From what I can see this Social Media Index is made up from analyzed Google Rank, number of Facebook friends, number of Twitter friends, number of contacts on LinkedIn and even including items like number of photos on Flickr and number of digg’ed items or del.icio.us  book-marked posts. This is all thrown together out of which they come up with your Social Media Index.

The reasoning behind this apparently is that with the increasingly broadening field of conversation and friends the measuring of influence can no longer just be measured by one’s Technorati rank. Now this is all well and nice but I have a problem with it. It is an known fact that for bloggers who are trying to monetize their work the use of their Technorati rank is a measuring stick.

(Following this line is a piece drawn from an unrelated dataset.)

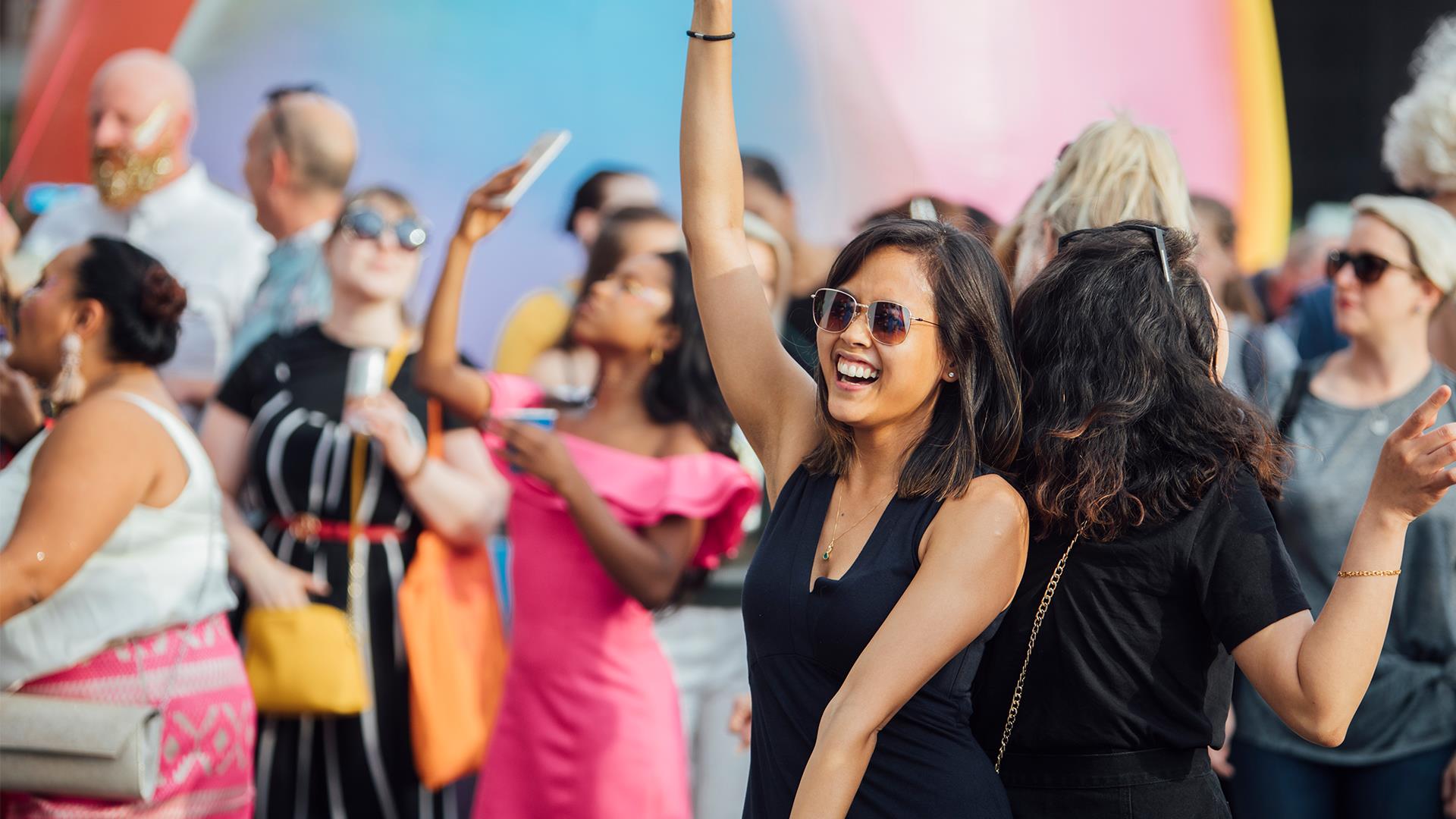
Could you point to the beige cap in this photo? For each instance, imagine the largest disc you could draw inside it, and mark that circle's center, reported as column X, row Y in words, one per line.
column 1430, row 229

I agree that this is very quickly becoming a useless metric but the metric being proposed by Steve Rubel and SixtySecondReview is assuming that all bloggers who want to either be an influencer or monetize their work are going to have things like a Facebook page, or a Flickr account or even belong to LinkedIn. What happens to those that don’t want to do all this – their are going to be at an immediate disadvantage.

I might have a Facebook page but I don’t want thousands of friends. I might have a Twitter page but it means more to me than just having a thousand friends. I don’t take pictures so I’m not going to have a Flickr account. So already I am basically screwed – even more so than under the Technorati scheme of things but at least that I can work at.

This idea doesn’t even take into account the basic human nature of gaming the system to benefit your Social Media Index. We think the spamming of the current system is bad just wait. How long do you think it would take to upload thousands of pictures to Flickr or to send out hundreds of “make me your Friend” on Twitter or on Facebook and if you don’t think this will happen then you’ve been smoking some damn good stuff.

I agree that a new metric is needed but anything that is brought in to replace the current system had better take well into account this basic human action right from the very beginning. As for the Social Media Index all I see is it making it harder for the little guy/gal to make it to the top.